Глава 3. Заметки о Мехико
Воскресенье
Сегодня я ходил на службу в огромный собор — мощные позолоченные витые колонны и потемневшие от времени изображения любви и страданий. У входа продавали маленькие фотографии отца Про: вот он в Бельгии, с настоятелем монастыря; угрюмый, вид отсутствующий, упрямый рот и очень серьезные глаза. А эта фотография сделана в полиции: джемпер, дешевый полосатый галстук, небрит; на этот раз рот чувственный, но такой же упрямый, вид сдержанный. Встал на колени и молится перед казнью в маленьком жутком дворике за Главным полицейским управлением.

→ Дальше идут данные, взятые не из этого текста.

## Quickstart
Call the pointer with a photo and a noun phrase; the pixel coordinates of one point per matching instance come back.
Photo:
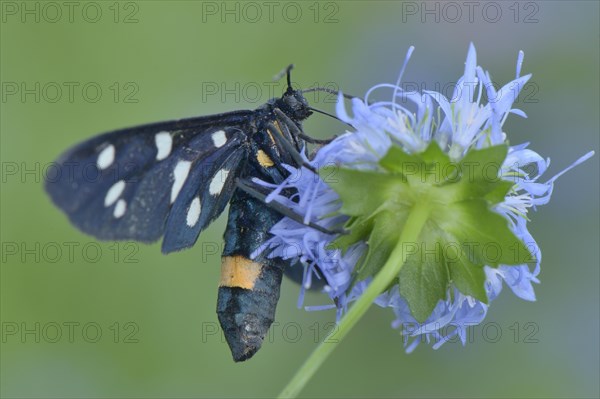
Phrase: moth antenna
(328, 114)
(330, 91)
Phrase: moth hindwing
(172, 179)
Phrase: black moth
(174, 178)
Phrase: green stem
(410, 234)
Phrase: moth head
(294, 105)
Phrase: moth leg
(247, 187)
(289, 147)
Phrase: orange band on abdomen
(239, 271)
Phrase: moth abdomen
(247, 300)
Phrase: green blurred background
(159, 60)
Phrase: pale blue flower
(457, 124)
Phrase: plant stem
(412, 229)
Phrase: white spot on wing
(106, 157)
(193, 212)
(219, 138)
(114, 192)
(180, 174)
(120, 208)
(164, 143)
(217, 183)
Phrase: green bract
(462, 233)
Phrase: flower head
(417, 125)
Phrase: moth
(172, 179)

Стоит, раскинув руки и закрыв глаза, между двумя старыми чучелами, из тех, что используются в качестве мишеней в учебной стрельбе. Лежит скорчившись, руки сложены на груди, сейчас пристрелят, чтобы не мучился. В морге: веки не смежены, тяжелый рот приоткрыт, застывший оскал и лицо словно маска; можно, кажется, взять ее в руки и надеть. Под фотографиями слова молитвы, той, что, по их словам, доходит чаше всего. Народ хранит эти реликвии (у матери зубного врача есть носовой платок, смоченный кровью Про); его, я слышал, уже причислили к лику святых.

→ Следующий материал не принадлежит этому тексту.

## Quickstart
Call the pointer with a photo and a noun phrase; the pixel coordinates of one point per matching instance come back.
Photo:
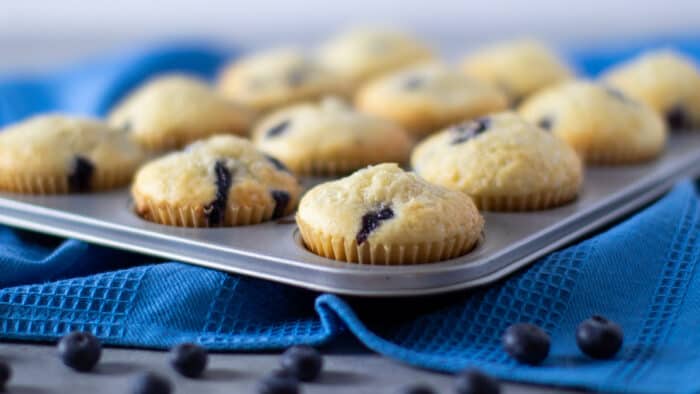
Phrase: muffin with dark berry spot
(423, 99)
(171, 111)
(360, 54)
(330, 138)
(383, 215)
(275, 78)
(600, 122)
(503, 162)
(519, 67)
(221, 181)
(53, 154)
(665, 80)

В воскресенье Аламеда похожа на сцену из фильма Рэне Клера: состоятельные семьи под раскидистыми деревьями, фотографы; преобладают голубые и розовые цвета; виллы, озера, лебеди розы — словно находишься не в Мексике, а в эдвардианской Англии; над головой стрекочут какие-то допотопные летательные аппараты. Повсюду, над стенами и деревьями, задирают свои побитые древние головы церкви. В Либера-Релихиоса стоит статуя Младенца Христа, приподнятые руки полны лотерейных билетов. Пол куполом Сан-Фернандо святые старцы окутаны, словно тончайшим покрывалом, небесно-голубым светом, могучий поток воздуха уносит их ввысь, облака разбросаны по расписному потолку, будто теннисные мячи, отчего создается ощущение полной свободы и праздничности (ни одной мрачной краски), а венчает все это грандиозное зрелище сияющий на самом верху, под сводами церкви, лик Сына Человеческого.
Все, кто не пошел на бой быков, идут в Чапультепек, и городские улицы пустеют. Говорят, парк Чапультепек, как и Аламеда, восходит к временам Монтесумы; громадные, покрытые бородатым испанским мхом старинные деревья (одно из них двести футов в высоту и сорок пять в обхвате); усыпанные маленькими лодками озера, искусственные пещеры, холодные сумрачные гроты, а на отвесной скале — пустой замок, охраняемый нерадивыми солдатиками, которые то гоняются по кустам за девушками, то сидят на парапете возле караульной и читают дешевый роман. У Дворца Максимилиана стеклянный, как у лондонского Хрустального павильона, фасад и массивные стены двухсотлетней кладки, а перед дворцом, внизу, стоит памятник несчастным кадетам, которые бессмысленно погибли при обороне замка во времена американского вторжения. Последний оставшийся в живых кадет бросился со скаты, привязав к поясу мексиканский флаг — тот самый, с орлом и змеей, что носят на рубашках и рисуют на тыквах для туристов. В Мексике все памятники имеют кровавую предысторию.